Legal Services Consumer Panel
Reforming the Separate Business Rule
22 October 2015
I downloaded some music the other day from a well-known on-line music retailer. Just before I completed the transaction I was greeted with a message asking me to accept the terms and conditions of the retailer. I gave a cursory scroll down the page which seemed in order only to realise it was page 1 of 57. What was I to do? – read all pages in line with all the training and advice I'd ever been subjected to? (Probably) Or do what 98% of the population do and click accept? Time being of the essence I accepted. Clear consent was given on this occasion, but was it informed consent?
The concept of informed consent will be tested heavily over the next few years as the Solicitors Regulation Authority (SRA) push forward reforms to remove prohibitions under the separate business rule. The review of a rule which in practice hasn't been effective for a long while was welcomed by many, but for others, the Panel included, there is a fear that this new found liberalism in the market will disadvantage large numbers of consumers who will be left in the dark about redress when things go wrong.
Of course firms will not be able to refer to separate businesses without achieving the informed consent of the consumer. But what does this mean in practice, and how will firms know when they have achieved it?
The dictionary definition tells us that 'informed' means a decision or judgement based on an understanding of the facts. This suggests that consumers need to demonstrate behaviour well beyond simple agreement. Throughout my career as a trading standards practitioner I have spent a lifetime picking up the pieces for consumers when things have gone wrong. In the majority of these cases there was clear consent to enter into contracts for goods and services but very rarely did I see evidence that the consumer acted in an informed way.
This is repeated across the world and sometimes complicated by faiths or social groups where consent is often given but the intention is often contradictory to that. Last year I spent some time researching in Northern Queensland with the Indigenous Consumer Affairs Network. They had spent time uncovering the issue of 'gratuitous concurrence'. The term "gratuitous concurrence" refers to the tendency of an individual to agree with a proposition or question which is put to him or her, regardless of whether he truly agrees with that proposition or question.
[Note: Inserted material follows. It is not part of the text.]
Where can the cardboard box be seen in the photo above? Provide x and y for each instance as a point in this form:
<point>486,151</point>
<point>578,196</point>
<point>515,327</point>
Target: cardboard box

According to the Australasian Institute of Judicial Administration an indigenous person may gratuitously agree with a questioner as a means of conveying readiness for cooperative interaction. That is, when indigenous people say "yes" to a question, it often does not mean "I agree with what you are asking me". Instead, it often means "I think that if I say 'yes' you will see that I am obliging, and socially amenable and you will think well of me, and things will work out well between us."
The result is quite sad; widespread pressure selling of various useless items from travelling traders who do not think twice about exploiting already stretched households which have very little capacity to make the repayments.
What becomes clear in modern legal frameworks is how a simple well intentioned relaxation of the rules designed to stimulate and open up access to justice can often result in leaving the vulnerable behind.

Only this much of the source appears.